Was Linde zu diesem Zeitpunkt noch nicht ahnt: Er selbst wird in den kommenden zwei Tagen Hausaufgaben zum Thema Umgang mit Schuld erledigen müssen. Nur geht es dabei nicht um die Frage nach Kollektivschuld eines ganzen Volkes, sondern um die des Einzelnen: um seine eigene, persönliche Schuld. Ganz konkret. Denn in der Familie des Lehrers bricht an diesem Wochenende die private Katastrophe aus: Seine Tochter wendet sich mit einem harten Bruch von ihrem Vater ab, indem sie Hals über Kopf aus der Familienwohnung auszieht. Der Sohn, sonst der friedliche Moralapostel, schlägt seinem Vater ins Gesicht. Und seine Frau zerrt ihre Privatangelegenheiten hinter Lindes Rücken an die Öffentlichkeit, sodass er sich gezwungen sieht, vor versammeltem Lehrerkollegium über sein peinlichstes Privatleben Rechenschaft abzulegen.

Linde ist schockiert. Wieso wendet sich seine Familie so plötzlich und knallhart gegen ihn? Was ist nur in die drei gefahren? Dabei hat er doch immer nur ihr Bestes gewollt! Linde hat keine andere Wahl, als sich über die Familienverhältnisse Gedanken zu machen. Nach und nach kommen immer mehr Details aus der Vergangenheit zum Vorschein und es wird deutlich, dass in seiner Familie nicht erst seit heute einiges im Argen liegt. Widerstrebend gesteht sich Linde ein, an dem einen oder anderen Punkt ein wenig Mitschuld zu tragen. Aber sofort hält er die passenden Rechtfertigungen und Abwiegelungen parat. Schließlich hatte er immer Gründe für sein Verhalten. Und so schlimm war das alles nun auch wieder nicht, findet er ...

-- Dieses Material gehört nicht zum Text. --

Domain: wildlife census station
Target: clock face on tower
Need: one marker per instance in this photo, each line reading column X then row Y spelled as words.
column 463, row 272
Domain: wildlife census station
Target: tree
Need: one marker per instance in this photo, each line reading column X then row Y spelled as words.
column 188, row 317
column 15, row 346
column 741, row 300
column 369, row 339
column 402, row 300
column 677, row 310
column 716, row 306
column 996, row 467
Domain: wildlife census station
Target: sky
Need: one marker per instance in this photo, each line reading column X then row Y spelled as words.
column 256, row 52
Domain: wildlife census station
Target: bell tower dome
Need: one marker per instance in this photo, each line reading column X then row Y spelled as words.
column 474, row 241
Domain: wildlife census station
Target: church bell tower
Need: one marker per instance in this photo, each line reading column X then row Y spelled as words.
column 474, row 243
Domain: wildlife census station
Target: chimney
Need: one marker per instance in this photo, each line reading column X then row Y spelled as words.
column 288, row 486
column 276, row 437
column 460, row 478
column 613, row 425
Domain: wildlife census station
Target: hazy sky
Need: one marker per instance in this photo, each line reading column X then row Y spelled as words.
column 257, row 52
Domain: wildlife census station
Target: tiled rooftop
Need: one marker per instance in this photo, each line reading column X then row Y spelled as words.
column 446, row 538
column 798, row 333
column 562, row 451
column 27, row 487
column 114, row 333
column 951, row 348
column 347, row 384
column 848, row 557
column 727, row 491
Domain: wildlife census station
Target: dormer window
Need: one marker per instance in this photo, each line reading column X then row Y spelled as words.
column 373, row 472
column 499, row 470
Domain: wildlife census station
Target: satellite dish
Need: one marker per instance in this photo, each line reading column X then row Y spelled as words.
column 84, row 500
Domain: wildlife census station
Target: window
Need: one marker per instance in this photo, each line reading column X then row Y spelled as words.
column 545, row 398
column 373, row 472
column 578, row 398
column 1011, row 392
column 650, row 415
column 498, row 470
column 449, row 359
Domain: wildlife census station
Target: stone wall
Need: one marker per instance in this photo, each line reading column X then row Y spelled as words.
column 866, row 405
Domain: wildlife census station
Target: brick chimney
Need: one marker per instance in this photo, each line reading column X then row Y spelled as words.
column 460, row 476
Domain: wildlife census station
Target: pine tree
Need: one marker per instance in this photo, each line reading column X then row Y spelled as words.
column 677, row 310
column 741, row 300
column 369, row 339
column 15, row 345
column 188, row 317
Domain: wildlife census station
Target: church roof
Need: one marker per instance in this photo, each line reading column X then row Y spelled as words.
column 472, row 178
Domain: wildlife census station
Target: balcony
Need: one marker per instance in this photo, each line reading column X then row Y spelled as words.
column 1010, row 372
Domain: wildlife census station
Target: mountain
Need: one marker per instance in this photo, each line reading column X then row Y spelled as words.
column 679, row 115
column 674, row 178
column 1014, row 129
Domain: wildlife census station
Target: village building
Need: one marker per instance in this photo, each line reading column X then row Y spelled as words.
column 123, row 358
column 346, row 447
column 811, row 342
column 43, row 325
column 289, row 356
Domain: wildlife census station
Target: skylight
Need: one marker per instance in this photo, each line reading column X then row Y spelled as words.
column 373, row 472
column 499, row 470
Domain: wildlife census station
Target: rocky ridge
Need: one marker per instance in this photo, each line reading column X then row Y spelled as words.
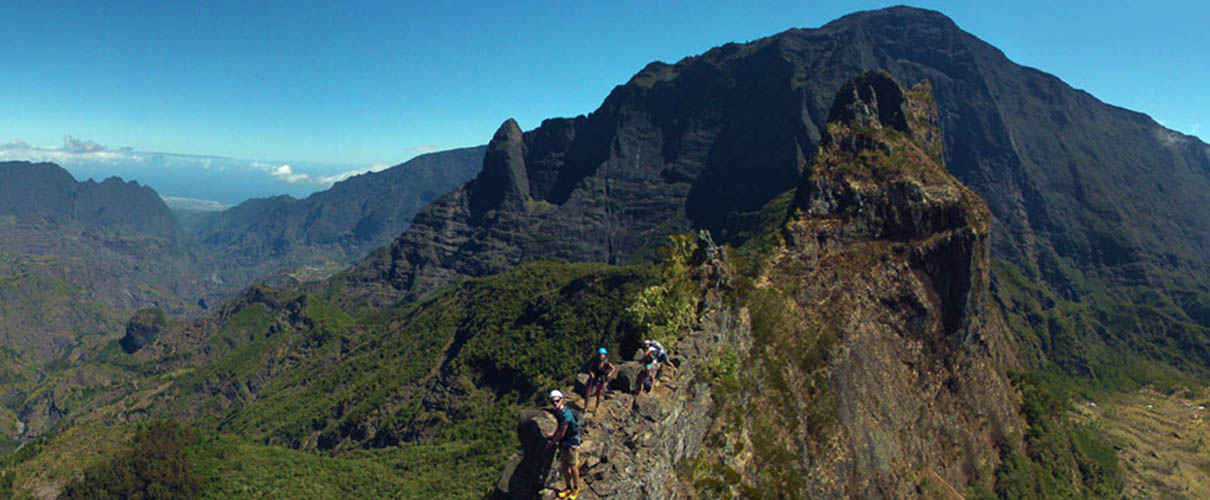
column 879, row 358
column 1084, row 197
column 632, row 448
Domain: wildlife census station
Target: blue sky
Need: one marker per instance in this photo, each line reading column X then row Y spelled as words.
column 336, row 87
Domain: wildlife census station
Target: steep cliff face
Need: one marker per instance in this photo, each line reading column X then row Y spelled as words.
column 900, row 365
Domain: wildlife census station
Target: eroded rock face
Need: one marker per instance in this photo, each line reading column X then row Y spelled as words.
column 885, row 268
column 143, row 327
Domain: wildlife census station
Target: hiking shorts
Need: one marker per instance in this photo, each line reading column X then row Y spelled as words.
column 569, row 453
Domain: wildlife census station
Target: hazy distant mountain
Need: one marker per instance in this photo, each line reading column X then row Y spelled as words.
column 332, row 226
column 79, row 258
column 50, row 191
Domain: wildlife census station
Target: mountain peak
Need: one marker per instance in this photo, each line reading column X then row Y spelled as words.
column 503, row 178
column 870, row 99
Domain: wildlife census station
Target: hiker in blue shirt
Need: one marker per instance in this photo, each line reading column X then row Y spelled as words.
column 566, row 437
column 646, row 375
column 600, row 371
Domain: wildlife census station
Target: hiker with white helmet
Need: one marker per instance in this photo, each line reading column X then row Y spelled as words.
column 661, row 356
column 644, row 381
column 566, row 437
column 600, row 371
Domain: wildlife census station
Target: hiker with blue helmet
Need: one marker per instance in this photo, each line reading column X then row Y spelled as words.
column 566, row 437
column 600, row 371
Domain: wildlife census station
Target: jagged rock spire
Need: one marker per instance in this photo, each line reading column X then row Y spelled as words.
column 503, row 178
column 873, row 99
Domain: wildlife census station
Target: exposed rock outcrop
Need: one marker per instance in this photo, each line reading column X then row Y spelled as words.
column 143, row 327
column 889, row 363
column 631, row 449
column 873, row 360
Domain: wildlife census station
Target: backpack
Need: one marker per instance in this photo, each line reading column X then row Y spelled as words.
column 577, row 421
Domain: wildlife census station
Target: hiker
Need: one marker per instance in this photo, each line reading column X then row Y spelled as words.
column 661, row 355
column 566, row 437
column 600, row 371
column 645, row 378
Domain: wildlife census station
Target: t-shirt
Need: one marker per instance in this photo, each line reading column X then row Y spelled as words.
column 568, row 415
column 599, row 367
column 661, row 354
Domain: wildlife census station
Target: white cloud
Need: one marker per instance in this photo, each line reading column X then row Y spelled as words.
column 70, row 144
column 73, row 149
column 13, row 144
column 286, row 173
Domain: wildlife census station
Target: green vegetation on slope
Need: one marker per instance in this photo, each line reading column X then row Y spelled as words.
column 1062, row 459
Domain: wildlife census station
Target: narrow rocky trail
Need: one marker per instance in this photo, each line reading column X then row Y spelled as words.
column 631, row 450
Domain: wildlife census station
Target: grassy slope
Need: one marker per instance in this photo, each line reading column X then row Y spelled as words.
column 1162, row 440
column 358, row 411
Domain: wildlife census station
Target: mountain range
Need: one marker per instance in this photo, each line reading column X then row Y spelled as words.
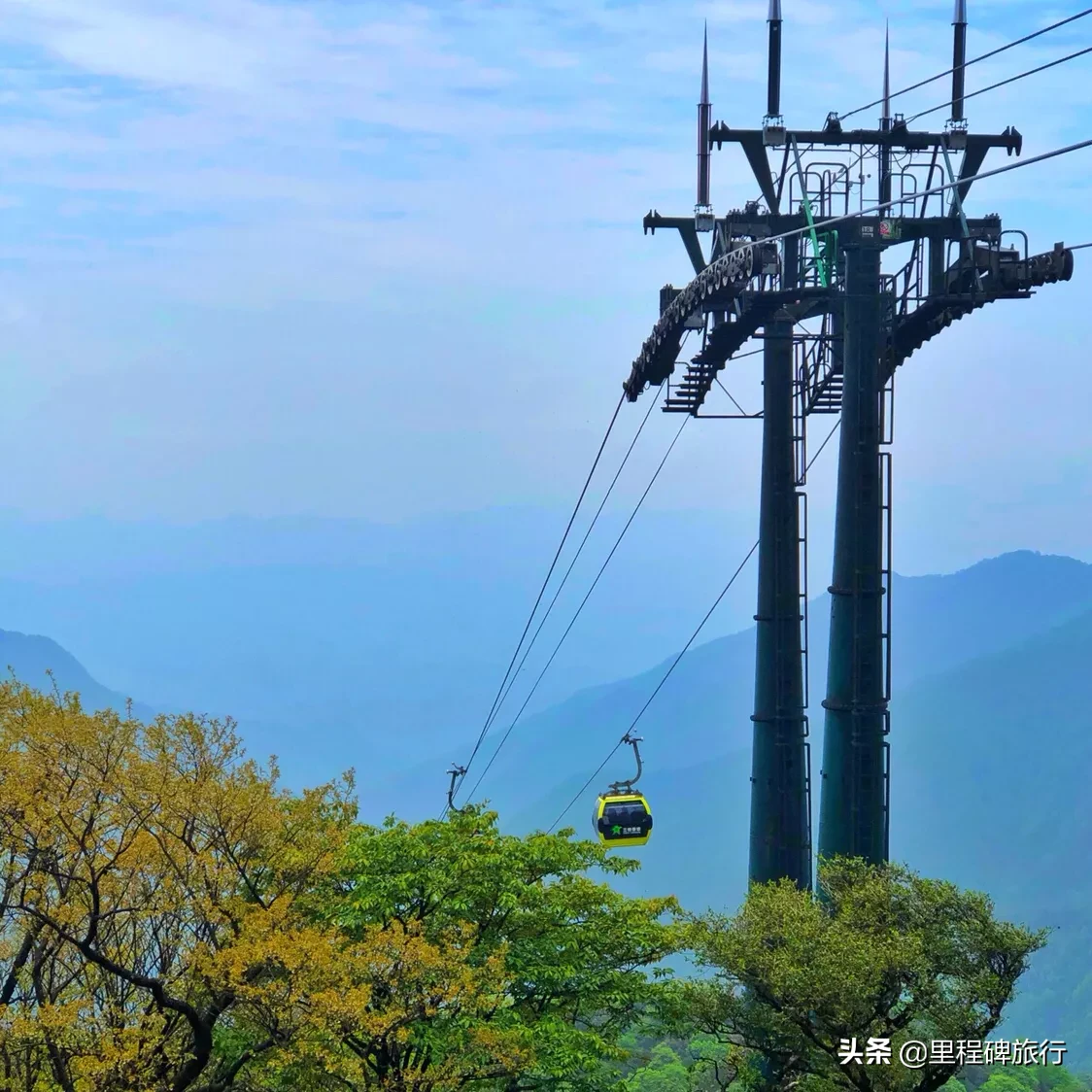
column 992, row 749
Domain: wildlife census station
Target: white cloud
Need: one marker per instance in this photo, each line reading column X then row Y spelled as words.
column 446, row 199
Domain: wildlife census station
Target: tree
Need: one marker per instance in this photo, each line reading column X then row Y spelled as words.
column 580, row 958
column 882, row 954
column 153, row 935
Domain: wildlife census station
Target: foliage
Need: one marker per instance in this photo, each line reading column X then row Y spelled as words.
column 882, row 953
column 152, row 935
column 581, row 959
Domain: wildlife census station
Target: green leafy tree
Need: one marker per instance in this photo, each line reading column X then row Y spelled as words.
column 581, row 960
column 885, row 954
column 665, row 1072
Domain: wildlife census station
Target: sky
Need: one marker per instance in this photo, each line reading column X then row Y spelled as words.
column 386, row 260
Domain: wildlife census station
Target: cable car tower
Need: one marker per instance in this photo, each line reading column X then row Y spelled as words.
column 865, row 324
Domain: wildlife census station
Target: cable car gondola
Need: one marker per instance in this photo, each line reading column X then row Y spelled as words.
column 623, row 816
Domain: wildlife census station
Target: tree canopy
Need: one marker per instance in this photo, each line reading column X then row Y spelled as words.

An der Figur des Lehrers Linde zeigt Arjouni sehr exemplarisch, wie schwer es ist, mit der eigenen Schuld umzugehen. Subtil deckt der Autor einen Mechanismus auf, in den sich Menschen angesichts ihrer eigenen Schuld häufig flüchten: den Mechanismus aus Verdrängung, Ausflüchten, Halbwahrheiten und Wunschdenken. Linde ergreift bei seinem Blick in die Vergangenheit stets nur Partei für seine eigene Position - seltsam verhalten sich immer nur die Anderen. Er dagegen sieht sich selbst als Reagierender, als Opfer der zerrissenen Familienbande. Seine Rückerinnerung hinterlässt beim Leser Leerstellen und einen sehr schalen Beigeschmack. Man spürt an vielen Stellen überaus deutlich: Linde will sich eigentlich überhaupt nicht erinnern. Er blockt lieber ab und verdreht die Wirklichkeit. Trotzdem wird klar: Linde hat mehr Leichen im Keller, als er es sich selbst eingesteht. Er hat Schuld! Doch die dunklen Punkte in seiner Vergangenheit hält er gut versteckt. Perfekt verdrängt. So perfekt, dass Linde fast selbst an seine Unschuld glaubt. Sein Ziel ist es nicht, die eigene Unzulänglichkeit und Schuld einzugestehen, sich ihnen zu stellen und sie zu sühnen. Was Linde erreichen will, ist, seine Weste nach außen hin wieder rein zu waschen. Diese Grundhaltung zeigt sich bei dem Lehrer im Privaten wie im Politischen. Denn schon seine Hausaufgabe für seine Schüler lautete nicht "Wie geht Deutschland mit seiner Schuld um?", sondern eben: "Wie kommt Deutschland aus der Naziecke?"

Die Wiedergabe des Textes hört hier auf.